Special Counsel Robert S. Mueller III, who jettisoned a senior FBI agent from his team over a flurry of anti-Trump text messages, reportedly has added to his ranks an agency veteran who oversaw the launch of the Hillary Clinton federal email probe.
Agent David Archey – called a FBI utility player by some colleagues – joined Mueller's team this summer, sources with knowledge of the matter told ABC News.
“Whether they are elected or appointed, public officials are servants of the public's interest."
Some in FBI circles believe he was a replacement for Peter Strzok, whom Mueller had brought in to help manage the investigation of Russian influence on the 2016 presidential election. Strzok has since been ousted from the team amid evidence he'd swapped anti-Trump emails with a colleague, an action that raised many doubts about the objectivity of an investigation looking so closely at the Trump campaign.
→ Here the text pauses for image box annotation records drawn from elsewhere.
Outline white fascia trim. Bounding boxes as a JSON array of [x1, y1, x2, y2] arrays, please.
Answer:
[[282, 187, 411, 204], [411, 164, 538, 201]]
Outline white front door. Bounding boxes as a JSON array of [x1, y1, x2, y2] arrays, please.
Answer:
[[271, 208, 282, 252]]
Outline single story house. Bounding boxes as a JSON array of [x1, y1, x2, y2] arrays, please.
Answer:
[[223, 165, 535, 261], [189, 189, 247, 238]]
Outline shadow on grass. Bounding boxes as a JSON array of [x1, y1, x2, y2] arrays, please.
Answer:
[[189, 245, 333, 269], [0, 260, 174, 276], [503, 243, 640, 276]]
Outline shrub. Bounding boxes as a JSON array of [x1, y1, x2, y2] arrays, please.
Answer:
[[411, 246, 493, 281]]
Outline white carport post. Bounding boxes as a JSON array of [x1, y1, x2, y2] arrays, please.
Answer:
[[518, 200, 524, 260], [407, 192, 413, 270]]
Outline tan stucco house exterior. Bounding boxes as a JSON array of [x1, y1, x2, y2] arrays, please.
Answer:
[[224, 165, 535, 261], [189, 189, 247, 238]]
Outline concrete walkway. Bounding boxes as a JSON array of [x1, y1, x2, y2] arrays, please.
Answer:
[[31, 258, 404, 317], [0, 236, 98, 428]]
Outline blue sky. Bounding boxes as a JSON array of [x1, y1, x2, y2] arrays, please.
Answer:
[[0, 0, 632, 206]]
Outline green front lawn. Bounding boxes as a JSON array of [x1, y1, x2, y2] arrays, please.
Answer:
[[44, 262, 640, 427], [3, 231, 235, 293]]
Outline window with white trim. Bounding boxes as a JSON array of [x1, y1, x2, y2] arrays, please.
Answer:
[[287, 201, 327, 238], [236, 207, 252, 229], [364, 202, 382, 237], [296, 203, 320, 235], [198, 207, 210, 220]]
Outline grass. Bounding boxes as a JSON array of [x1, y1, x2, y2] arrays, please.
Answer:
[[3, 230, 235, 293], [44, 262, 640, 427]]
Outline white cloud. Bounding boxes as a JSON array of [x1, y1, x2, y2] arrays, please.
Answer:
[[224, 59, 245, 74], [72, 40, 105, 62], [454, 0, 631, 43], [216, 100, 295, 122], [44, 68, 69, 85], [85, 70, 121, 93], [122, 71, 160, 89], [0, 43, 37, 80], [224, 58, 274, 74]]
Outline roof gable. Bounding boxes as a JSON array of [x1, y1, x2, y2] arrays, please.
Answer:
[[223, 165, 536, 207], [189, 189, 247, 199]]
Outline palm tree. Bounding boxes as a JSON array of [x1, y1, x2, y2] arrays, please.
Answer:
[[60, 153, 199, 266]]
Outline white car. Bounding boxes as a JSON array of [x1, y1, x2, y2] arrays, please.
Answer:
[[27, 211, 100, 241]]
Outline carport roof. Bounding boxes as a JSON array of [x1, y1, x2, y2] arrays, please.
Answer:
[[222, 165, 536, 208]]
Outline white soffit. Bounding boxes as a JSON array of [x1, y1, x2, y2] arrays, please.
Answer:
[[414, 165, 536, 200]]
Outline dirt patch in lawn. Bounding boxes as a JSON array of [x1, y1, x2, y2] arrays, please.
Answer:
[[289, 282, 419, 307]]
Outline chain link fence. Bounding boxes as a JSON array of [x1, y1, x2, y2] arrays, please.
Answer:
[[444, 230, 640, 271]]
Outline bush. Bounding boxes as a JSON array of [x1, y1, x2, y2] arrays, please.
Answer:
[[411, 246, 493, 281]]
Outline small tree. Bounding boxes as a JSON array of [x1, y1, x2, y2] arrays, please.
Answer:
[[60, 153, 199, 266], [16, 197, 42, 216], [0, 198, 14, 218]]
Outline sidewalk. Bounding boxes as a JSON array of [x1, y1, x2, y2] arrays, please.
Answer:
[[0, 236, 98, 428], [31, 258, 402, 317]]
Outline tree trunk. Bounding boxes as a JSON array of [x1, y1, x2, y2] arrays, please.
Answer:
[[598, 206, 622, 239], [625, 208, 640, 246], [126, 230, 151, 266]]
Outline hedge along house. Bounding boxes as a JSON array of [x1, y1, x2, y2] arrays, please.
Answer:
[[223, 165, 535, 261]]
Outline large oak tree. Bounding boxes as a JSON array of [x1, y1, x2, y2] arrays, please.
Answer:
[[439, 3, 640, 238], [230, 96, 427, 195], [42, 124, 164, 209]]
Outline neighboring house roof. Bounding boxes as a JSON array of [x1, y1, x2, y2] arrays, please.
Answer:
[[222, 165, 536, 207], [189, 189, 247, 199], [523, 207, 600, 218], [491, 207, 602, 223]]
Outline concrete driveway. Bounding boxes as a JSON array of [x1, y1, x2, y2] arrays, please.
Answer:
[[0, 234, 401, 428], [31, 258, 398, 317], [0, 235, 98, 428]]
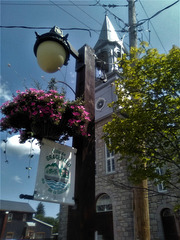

The allegations led to Strzok's removal from the inquiry, and prompted the president to tweet that the FBI's "reputation is in tatters.”
At the time of Strzok’s departure, Archey was acting head of the FBI’s field office in Birmingham, Alabama, ABC News said.
Archey is “very seasoned and smart,” one source who’s worked
alongside Archey told the news organization. He also has a low-key public profile, and has filled vacancies within his own agency before.
In 2015, he was acting deputy assistant director of the FBI’s counterintelligence division in Washington. ABC News said that according to documents released by the FBI, he was one of a small group of senior officials who approved the launch of the FBI’s criminal probe into Clinton’s use of a private email server while she was secretary of state.
“Whether they are elected or appointed, public officials are
servants of the public's interest,” Archey said in a press release, involving an embezzlement case unrelated to Clinton, during his time in Alabama, according to AL.com. “While the vast majority of public officials are honest, those who are not should know that there is no acceptable level of corruption, and my office is dedicated to rooting out corruption at every level.”
During a congressional hearing this week, Republicans on the House Judiciary Committee pressed FBI Director Christopher Wray about Strzok and questioned whether Mueller’s investigators could still be fair and impartial.
“At the very least, the FBI’s reputation as an impartial nonpolitical agency has been called into question recently,” Rep. Bob Goodlatte of Virginia, the Republican committee chair, said in the hearing, according to a Newsweek report.
Wray defended his agency, Newsweek said: “The FBI that I see is tens of thousands of agents and analysts and staff working their tails off to keep Americans safe from the next terrorist attack, gang violence, child predators, spies from Russia, China, North Korea and Iran. The FBI that I see is tens of thousands of brave men and women who are working as hard as they can to keep people that they will never know safe from harm.”